Chief Suhr cancels appearance after day of protest


San Francisco police Chief Greg Suhr cancelled a planned public appearance with Public Defender Jeff Adachi Tuesday evening after a day of protests calling for his job.

Protesters were headed in the direction of the planned police accountability forum, at Congregation Sherith Israel at 2266 California St., after disrupting the Board of Supervisors meeting today and gathering outside Mayor Ed Lee’s door demanding Suhr be fired.

Shortly before the scheduled 7 p.m. public forum, Suhr canceled his involvement. In an email, police officials said:

“Security concerns were expressed to the organizers and they made the decision to cancel.”

However the public defender’s office said Adachi would hold a meeting there with or without Suhr. Adachi “will go forward with tonight’s event at Sherith Israel, as a community conversation,” officials in his office wrote on Twitter.

The hundreds of protesters who gathered this afternoon were in support of hunger strikers calling for Suhr’s ouster.

Five people dubbed the #Frisco5 have refrained from eating for 13 days in protest of recent police killings in San Francisco and are calling for Lee to fire police Suhr.

The supporters marched from the Mission Police Station to City Hall this afternoon, pushing the five hunger strikers in wheelchairs, and then gathered in Civic Center Plaza at about 2:30 p.m. while chanting “Fire Chief Suhr!”

The protesters then entered City Hall and stood outside the door to the mayor’s office, where they were told by the mayor’s Director of Violence Prevention Services Diana Oliva-Aroche that Lee was not inside.

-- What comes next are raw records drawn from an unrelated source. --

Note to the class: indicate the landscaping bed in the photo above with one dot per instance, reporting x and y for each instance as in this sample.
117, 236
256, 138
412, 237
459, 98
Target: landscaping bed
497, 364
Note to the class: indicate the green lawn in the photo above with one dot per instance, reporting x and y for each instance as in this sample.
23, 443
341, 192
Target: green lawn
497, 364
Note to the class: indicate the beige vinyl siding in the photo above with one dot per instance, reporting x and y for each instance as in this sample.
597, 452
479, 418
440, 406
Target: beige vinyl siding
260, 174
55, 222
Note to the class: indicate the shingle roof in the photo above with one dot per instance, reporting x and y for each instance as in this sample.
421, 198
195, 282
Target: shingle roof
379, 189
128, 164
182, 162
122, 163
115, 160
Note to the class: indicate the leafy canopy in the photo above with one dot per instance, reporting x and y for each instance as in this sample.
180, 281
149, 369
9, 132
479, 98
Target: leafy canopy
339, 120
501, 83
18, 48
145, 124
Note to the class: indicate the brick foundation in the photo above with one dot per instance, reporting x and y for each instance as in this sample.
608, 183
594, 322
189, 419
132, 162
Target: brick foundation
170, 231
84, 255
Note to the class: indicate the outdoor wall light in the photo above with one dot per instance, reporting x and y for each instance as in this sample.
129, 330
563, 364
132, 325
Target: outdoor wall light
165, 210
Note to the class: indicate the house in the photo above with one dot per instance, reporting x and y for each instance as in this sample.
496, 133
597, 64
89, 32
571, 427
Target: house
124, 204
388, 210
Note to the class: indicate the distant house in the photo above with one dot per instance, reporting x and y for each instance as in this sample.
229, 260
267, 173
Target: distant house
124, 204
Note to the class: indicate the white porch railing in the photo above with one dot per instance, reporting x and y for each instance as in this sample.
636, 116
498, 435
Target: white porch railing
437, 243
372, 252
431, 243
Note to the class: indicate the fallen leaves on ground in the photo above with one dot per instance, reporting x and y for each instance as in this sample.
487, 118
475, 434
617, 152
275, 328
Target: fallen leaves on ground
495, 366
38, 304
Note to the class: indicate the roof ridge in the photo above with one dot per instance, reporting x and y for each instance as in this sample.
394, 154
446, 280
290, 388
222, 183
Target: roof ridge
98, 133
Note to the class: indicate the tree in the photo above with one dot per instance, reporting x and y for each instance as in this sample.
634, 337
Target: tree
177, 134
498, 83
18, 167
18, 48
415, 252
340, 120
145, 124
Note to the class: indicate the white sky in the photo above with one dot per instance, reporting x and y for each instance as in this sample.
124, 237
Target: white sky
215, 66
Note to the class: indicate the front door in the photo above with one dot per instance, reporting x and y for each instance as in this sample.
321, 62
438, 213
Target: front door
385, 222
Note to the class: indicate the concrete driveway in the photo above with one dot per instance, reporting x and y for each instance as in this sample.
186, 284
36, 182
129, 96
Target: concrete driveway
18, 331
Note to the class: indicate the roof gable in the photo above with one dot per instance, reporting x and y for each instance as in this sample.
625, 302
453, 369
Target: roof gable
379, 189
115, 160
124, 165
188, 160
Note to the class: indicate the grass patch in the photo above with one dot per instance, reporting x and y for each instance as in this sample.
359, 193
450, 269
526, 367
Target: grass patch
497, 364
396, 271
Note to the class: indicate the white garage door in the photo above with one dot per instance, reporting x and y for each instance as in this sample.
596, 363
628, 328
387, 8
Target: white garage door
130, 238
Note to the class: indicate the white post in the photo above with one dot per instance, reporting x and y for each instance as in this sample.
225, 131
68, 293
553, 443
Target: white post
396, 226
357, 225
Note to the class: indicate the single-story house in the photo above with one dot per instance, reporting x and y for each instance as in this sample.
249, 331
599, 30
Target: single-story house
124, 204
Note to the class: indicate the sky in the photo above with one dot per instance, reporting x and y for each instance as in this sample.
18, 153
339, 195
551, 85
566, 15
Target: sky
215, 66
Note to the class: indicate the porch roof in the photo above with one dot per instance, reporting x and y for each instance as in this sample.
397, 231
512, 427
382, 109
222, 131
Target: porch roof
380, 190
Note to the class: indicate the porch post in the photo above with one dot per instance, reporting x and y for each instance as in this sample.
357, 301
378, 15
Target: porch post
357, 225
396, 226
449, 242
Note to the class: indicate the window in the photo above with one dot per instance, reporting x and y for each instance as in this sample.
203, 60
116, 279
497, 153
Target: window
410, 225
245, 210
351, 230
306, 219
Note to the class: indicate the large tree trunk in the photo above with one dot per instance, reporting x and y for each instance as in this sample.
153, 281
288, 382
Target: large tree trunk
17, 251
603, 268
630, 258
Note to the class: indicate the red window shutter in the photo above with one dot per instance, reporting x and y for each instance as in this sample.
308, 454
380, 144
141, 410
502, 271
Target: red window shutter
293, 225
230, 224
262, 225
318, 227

Around the same time, Lee posted a photo on Twitter from a meeting with merchants in the city’s Bayview District in support of small businesses.

An hour later, Lee posted a photo of himself touring a homeless shelter on Pier 80.

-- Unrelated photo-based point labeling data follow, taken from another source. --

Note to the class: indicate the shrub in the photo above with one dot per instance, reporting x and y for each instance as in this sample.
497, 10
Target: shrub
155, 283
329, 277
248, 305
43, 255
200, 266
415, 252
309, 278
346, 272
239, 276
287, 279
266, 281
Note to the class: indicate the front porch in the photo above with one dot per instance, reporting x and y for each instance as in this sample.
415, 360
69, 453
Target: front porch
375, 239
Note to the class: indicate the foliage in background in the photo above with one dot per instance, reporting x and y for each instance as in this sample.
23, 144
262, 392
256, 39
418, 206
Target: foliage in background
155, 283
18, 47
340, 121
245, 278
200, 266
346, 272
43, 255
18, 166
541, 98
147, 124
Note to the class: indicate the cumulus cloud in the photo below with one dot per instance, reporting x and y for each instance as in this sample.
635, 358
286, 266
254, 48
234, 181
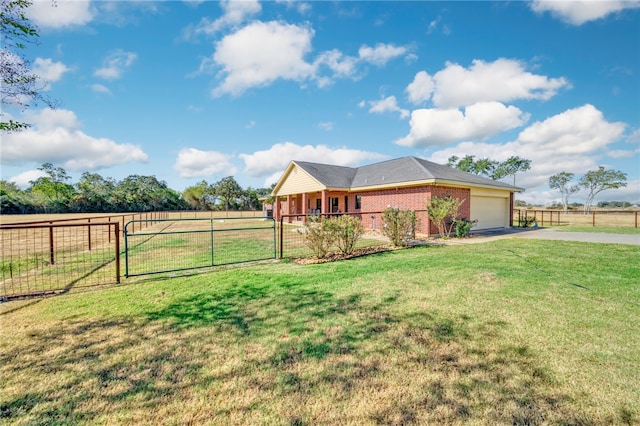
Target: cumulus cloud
420, 89
262, 53
274, 160
503, 80
574, 141
381, 53
115, 64
48, 70
430, 127
60, 14
193, 162
578, 12
388, 104
56, 137
235, 13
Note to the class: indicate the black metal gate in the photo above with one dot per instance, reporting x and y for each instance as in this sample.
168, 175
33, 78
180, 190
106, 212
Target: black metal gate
166, 245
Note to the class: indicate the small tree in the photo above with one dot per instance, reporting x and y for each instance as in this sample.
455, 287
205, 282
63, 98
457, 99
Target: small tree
347, 231
442, 208
596, 181
399, 226
560, 182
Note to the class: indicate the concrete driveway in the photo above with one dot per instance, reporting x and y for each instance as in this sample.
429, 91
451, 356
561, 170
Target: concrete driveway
553, 234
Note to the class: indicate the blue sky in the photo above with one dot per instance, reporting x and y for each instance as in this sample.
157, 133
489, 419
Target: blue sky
193, 90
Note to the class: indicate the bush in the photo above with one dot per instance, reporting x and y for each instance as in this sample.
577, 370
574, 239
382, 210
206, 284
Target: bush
463, 226
526, 222
347, 231
399, 226
319, 235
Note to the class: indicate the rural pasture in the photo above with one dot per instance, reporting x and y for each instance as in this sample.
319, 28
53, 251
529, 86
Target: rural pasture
510, 331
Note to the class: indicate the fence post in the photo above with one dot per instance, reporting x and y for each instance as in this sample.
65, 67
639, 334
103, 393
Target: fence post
51, 249
117, 235
281, 235
89, 233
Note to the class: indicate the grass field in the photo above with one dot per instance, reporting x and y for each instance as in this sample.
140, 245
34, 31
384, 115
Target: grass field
503, 332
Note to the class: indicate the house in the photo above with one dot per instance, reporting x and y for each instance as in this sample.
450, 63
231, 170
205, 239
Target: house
406, 183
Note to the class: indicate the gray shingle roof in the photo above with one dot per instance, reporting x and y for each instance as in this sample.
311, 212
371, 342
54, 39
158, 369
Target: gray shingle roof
399, 170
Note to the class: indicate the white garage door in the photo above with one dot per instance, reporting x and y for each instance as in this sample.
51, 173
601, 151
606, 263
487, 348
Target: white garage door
491, 212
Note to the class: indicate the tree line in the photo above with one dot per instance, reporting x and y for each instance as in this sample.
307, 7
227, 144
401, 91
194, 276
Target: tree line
52, 193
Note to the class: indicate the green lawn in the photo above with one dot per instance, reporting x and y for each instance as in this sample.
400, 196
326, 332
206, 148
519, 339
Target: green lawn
599, 229
503, 332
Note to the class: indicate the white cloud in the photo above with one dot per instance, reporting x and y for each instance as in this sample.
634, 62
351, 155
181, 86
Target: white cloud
23, 179
577, 12
573, 141
193, 162
277, 158
503, 80
262, 53
48, 70
420, 89
235, 13
388, 104
59, 14
381, 53
56, 137
115, 64
431, 127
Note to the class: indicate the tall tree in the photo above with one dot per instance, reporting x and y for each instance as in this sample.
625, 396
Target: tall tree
596, 181
94, 193
510, 167
52, 190
20, 85
196, 196
560, 182
228, 190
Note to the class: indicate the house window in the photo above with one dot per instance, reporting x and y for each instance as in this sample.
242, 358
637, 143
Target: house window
334, 204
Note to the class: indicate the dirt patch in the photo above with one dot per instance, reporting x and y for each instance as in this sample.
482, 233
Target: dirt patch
332, 257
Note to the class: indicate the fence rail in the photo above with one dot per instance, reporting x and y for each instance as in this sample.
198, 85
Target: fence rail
41, 259
595, 218
168, 245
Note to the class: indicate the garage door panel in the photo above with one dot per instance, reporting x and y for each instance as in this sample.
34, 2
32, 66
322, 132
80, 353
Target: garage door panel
490, 212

Some of the protesters then went into the Board of Supervisors chambers and called for the supervisors to make the mayor fire Suhr. One protester said at the meeting:

“Now is the time to take action. … People are dying literally across the hall, they’re withering away. Are you ready to do something?”

Board president London Breed then called for a recess of the meeting while chanting continued.

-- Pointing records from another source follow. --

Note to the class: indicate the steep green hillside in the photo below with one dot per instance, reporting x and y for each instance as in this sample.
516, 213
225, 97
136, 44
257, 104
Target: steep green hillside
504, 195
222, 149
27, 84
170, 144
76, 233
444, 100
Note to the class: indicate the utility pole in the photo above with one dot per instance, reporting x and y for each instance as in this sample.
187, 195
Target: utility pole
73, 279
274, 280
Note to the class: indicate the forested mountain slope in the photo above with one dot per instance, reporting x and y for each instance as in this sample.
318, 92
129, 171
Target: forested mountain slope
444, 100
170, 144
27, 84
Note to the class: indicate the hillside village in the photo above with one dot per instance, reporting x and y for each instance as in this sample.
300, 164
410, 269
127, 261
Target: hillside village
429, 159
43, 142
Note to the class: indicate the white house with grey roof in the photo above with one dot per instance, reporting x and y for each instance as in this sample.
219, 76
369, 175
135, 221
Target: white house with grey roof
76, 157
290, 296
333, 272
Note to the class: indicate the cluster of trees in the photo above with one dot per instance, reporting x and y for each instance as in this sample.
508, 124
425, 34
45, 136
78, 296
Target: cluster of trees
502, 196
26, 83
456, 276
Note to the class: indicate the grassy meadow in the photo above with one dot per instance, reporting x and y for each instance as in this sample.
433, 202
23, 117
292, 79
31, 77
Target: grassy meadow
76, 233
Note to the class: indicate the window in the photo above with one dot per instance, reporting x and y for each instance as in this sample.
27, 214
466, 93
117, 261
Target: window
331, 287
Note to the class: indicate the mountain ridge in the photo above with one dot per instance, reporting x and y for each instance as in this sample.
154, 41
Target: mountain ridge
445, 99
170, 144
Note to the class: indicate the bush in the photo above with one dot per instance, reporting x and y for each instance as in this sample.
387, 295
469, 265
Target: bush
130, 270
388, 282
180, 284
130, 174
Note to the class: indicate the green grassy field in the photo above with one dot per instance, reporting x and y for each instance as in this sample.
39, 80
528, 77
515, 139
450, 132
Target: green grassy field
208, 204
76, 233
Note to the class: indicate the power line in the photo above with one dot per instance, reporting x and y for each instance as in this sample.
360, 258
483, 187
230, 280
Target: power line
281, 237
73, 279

During the recess, the supervisors held an impromptu conversation with the demonstrators, and at one point two of the hunger strikers were wheeled to the front of the room, right in front of board President London Breed. Deputies quickly removed them.

Breed assured the crowd that reforms were in the works. “No it’s not enough, and no it’s not perfect,” she said of the progress thus far. “This is not going to happen overnight.”

The protesters had hoped to meet with the mayor and after being unable to find him, headed for the scheduled forum with Suhr.

The demonstrations were spurred by the recent fatal shootings by police officers in San Francisco, including of Mario Woods by several officers in the Bayview District in December. Bystanders captured that shooting on video and it circulated widely on social media.

Felia Sala, a Vallejo resident attending Tuesday’s protest said:

“Technology is taking over and we’re tired of seeing it on video.”

The march from the Mission District to City Hall blocked traffic on many major thoroughfares in The City this afternoon, including Mission Street, Market Street and Van Ness Avenue.